The research, published in Nature Neuroscience, explored how mice huddle together for warmth in the cold and what that means for shaping group behavior and collective survival strategies.
Why it matters
At a time when social isolation is recognized as a serious health risk, and conditions like depression and schizophrenia are understood to involve disruptions in social connection, findings like these offer new insights into our understanding of social decision-making and group cohesion more broadly.
What the study did
Researchers tracked groups of mice moving freely during cold exposure, using behavioral and thermal imaging to study how they organized themselves for warmth. They identified four distinct ways an individual might end up in a huddle: actively choosing to join, being sought out by others, choosing to leave, or being left behind, and monitored brain activity in the prefrontal cortex, the region involved in decision-making and social behavior. They then selectively silenced that brain region in some animals within each group, leaving their groupmates untouched, to see what would happen to the collective.
What they found
The prefrontal cortex tracked not just an animal's own choices, but those made by its social partners, suggesting the brain is continuously modeling the behavior of others, not just the self. When that region was silenced in some animals, those animals became passive, waiting for others to come to them. What happened next was remarkable: their untouched groupmates automatically became more active, compensating so precisely that overall huddle time stayed the same and every animal's body temperature remained stable. No individual animal directed this; the group simply self-corrected. The study also found that animals huddle far more in larger groups, pointing to a kind of collective behavior that only appears when enough individuals are together.
What's next
Researchers now want to understand how the brain weighs an internal signal ("I'm cold") against a social one ("my groupmate isn't moving"), and how those two signals merge into a single decision. They're also investigating how the prefrontal cortex interacts with the hypothalamus, the brain's thermostat, to coordinate these responses.
From the experts
"When one individual in a group is compromised, the group doesn't fall apart—it adapts. That collective resilience is encoded in the brain, and we're now beginning to map the brain circuits behind it," said Tara Raam, first author and co-corresponding author of the study and a postdoctoral scholar at UCLA’s Social Neuroscience Laboratory and. "Our findings suggest that to really understand how the brain controls behavior, we need to look beyond the individual and consider the whole group."

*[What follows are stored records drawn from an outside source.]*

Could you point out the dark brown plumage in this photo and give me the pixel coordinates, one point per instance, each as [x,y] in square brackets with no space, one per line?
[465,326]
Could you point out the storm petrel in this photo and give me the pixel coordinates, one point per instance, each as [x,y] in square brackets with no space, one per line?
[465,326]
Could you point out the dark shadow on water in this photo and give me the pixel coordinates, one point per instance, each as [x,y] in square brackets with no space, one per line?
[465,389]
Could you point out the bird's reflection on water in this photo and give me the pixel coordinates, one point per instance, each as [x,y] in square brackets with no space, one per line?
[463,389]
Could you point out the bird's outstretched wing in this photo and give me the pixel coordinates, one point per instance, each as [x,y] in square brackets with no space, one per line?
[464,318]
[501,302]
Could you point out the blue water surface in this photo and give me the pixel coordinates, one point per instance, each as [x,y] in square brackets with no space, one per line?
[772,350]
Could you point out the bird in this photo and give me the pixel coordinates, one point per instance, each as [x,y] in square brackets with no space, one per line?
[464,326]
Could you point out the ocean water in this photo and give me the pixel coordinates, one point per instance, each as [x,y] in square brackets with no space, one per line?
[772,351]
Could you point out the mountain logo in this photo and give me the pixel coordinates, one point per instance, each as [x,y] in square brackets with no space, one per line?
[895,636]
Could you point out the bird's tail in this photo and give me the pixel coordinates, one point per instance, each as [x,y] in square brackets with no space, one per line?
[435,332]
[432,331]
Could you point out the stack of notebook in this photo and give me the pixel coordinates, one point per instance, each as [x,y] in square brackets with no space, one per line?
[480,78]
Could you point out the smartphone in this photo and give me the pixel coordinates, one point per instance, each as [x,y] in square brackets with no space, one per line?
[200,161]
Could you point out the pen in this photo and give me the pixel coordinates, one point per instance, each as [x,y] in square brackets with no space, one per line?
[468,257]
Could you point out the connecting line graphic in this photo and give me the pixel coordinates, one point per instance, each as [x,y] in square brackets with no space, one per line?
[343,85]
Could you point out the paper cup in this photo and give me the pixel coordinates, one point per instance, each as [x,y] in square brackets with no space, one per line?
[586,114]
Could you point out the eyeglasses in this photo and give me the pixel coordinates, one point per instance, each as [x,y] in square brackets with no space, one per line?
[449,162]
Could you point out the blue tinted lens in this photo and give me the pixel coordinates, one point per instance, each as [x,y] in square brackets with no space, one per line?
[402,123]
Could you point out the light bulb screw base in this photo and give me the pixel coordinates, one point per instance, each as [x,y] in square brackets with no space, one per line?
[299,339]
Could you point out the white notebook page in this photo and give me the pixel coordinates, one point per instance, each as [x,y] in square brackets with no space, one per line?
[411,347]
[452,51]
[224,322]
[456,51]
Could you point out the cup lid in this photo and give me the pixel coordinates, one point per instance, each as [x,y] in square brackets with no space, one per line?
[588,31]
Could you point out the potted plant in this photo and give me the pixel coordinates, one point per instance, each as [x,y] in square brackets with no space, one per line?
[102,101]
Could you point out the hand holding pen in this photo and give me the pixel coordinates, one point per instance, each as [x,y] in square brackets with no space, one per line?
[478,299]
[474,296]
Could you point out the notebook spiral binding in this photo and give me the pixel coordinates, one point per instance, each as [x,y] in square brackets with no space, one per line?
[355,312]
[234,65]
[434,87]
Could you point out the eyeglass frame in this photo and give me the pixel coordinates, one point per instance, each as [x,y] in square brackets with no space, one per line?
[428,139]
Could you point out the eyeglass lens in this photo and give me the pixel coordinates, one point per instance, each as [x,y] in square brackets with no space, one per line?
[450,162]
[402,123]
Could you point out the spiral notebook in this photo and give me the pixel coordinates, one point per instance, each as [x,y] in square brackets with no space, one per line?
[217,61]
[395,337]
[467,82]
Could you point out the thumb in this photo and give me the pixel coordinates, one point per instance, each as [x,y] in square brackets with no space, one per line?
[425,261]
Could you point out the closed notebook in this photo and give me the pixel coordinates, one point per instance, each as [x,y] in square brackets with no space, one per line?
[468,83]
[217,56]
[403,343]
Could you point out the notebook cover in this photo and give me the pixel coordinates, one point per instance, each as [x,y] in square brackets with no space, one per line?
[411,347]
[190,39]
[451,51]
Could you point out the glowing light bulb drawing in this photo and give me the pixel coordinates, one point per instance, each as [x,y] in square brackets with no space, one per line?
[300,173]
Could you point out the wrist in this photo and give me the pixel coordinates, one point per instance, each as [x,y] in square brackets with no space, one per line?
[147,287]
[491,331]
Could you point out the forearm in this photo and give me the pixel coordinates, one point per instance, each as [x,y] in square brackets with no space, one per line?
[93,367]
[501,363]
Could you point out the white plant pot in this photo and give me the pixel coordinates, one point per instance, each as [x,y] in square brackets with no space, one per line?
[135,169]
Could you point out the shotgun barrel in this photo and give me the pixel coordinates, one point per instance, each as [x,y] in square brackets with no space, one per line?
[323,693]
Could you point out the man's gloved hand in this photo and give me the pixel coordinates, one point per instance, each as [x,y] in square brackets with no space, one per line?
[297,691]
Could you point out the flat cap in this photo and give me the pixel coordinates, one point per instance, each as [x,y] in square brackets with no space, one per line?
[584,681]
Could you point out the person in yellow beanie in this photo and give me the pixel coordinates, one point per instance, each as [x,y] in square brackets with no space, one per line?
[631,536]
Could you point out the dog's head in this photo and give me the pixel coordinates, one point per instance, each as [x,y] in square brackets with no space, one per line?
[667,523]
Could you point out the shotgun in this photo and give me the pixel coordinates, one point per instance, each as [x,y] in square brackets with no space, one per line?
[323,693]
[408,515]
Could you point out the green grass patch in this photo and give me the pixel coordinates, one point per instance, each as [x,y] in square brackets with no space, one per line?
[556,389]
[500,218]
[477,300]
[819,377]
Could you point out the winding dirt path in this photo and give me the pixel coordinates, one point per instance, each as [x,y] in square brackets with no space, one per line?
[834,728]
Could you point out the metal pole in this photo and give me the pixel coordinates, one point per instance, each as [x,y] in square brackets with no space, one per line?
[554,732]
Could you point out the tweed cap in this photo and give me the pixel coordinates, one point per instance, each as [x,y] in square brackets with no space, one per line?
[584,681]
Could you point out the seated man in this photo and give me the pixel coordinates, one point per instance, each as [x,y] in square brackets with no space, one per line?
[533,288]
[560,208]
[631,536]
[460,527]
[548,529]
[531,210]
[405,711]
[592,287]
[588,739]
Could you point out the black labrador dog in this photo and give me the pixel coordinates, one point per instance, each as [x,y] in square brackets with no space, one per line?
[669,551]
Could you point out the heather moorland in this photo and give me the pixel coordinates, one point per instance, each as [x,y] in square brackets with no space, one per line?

"This research shows that the brain not only helps individuals survive, it also helps groups coordinate collective responses to the challenges we face together," said Weizhe Hong, senior author of the study and professor in the UCLA Departments of Neurobiology and Biological Chemistry. "Understanding how groups think and act as one is one of the most exciting frontiers in neuroscience today."
About the study
Article title: “Cortical regulation of collective social dynamics during environmental challenge” Journal: Nature Neuroscience
DOI: 10.1038/s41593-026-02224-0
Authors: Authors: Tara Raam, Qin Li, Linfan Gu, Gabrielle M. Elagio, Kayla Y. Lim, Jay Y. Taimish, Xingjian Zhang, Norma P. Sandoval, Stephanie Correa and Weizhe Hong Competing interests: The authors declare no competing interests.